Deux autres pointures du djihad français attendent de savoir si elles seront rapatriées en France. Adrien Guihal, 33 ans – arrêté avec sa femme et leurs six enfants, à Raqqa, en mai 2018, par les forces kurdes -, est l’une des voix francophones de Daech. Il a notamment revendiqué les attentats de Magnanville (deux policiers assassinés à leur domicile en juin 2016) et de Nice (86 morts, 458 blessés), le 14 juillet de la même année. Converti en 2002, Guihal, alias Abou Oussama, a un CV long comme le bras en matière de terrorisme. Interpellé en 2008 pour un projet d’attentat contre des locaux des renseignements généraux, il est finalement condamné à du sursis, après avoir effectué six mois de détention.

Adrien Guihal a aussi été administrateur du site et du forum djihadiste Ansar al-Haqq, entre 2006 et 2010. Décrit comme un « psychopathe » par une ancienne connaissance, il a rallié la Syrie en voiture, au début de 2015, avec un petit groupe, dont Fabien Clain. Avant d’être arrêté par les Kurdes, Adrien Guihal faisait partie des djihadistes français à « neutraliser » en Syrie.

Brisard : »Ils doivent répondre de leurs actes »

Parmi les derniers à avoir été capturés ou s’être rendus aux forces kurdes, ces dernières semaines : Quentin Le Brun, 30 ans, tarnois de naissance. Visage christique, accent du sud-ouest, l’homme s’était fait remarquer en novembre 2014 dans une vidéo de propagande où, aux côtés de deux autres compatriotes, il appelait les nouvelles recrues de Daech à brûler leur passeport français. Le Brun, alias Abou Oussama al-Firansi, affirme avoir travaillé comme graphiste dans la branche médiatique de l’EI et n’avoir jamais combattu.

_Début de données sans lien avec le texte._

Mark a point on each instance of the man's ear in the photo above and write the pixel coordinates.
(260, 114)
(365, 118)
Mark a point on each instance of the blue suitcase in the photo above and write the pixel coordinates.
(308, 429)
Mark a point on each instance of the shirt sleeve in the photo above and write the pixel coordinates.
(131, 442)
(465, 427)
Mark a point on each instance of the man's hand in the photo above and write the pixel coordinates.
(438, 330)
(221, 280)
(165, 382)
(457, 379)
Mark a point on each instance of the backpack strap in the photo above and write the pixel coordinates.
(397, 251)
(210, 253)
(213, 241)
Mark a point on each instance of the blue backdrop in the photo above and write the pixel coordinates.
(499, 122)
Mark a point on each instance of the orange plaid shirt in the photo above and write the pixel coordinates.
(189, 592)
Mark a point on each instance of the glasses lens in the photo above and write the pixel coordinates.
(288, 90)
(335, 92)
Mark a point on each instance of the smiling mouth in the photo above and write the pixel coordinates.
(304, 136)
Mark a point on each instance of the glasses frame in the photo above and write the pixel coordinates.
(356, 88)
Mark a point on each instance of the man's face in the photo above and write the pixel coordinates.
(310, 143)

« Il est très important que ces individus comparaissent devant la justice française. Ils doivent répondre de leurs actes, en particulier de leur rôle dans la chaîne d’organisation de certains attentats en France », souligne Jean-Charles Brisard, président du Centre d’analyse du terrorisme. Par ailleurs, quelques-uns d’entre eux connaissent très bien les frères Clain et les ont côtoyés en Syrie. Ils sont susceptibles de livrer des informations capitales sur ces derniers. »

Actuellement, environ 250 autres terroristes français se trouveraient encore dispersés dans la zone irako-syrienne. Quelques dizaines d’entre eux auraient été récemment transférées, sous escorte française, en Irak. Pour ensuite être exfiltrés vers la France ? À voir. Ces derniers mois, plusieurs dizaines d’autres Français étaient retranchées dans la poche d’Idleb, au nord-ouest de la Syrie. Dans ce dernier bastion tenu par le groupe djihadiste Hayat tahrir al-Sham, émanation d’Al-Qaeda, se trouveraient notamment des recrues du prédicateur niçois Omar Diaby, alias Omar Omsen. Selon nos informations, des petits groupes familiaux seraient bloqués dans plusieurs villes, dont Azaz, au nord de la Syrie, dans l’espoir de passer la frontière turque. Enfin, quelques familles sont actuellement prises au piège, avec les frères Clain, dans le réduit de Baghouz, ultime retranchement de Daech dans le désert syrien.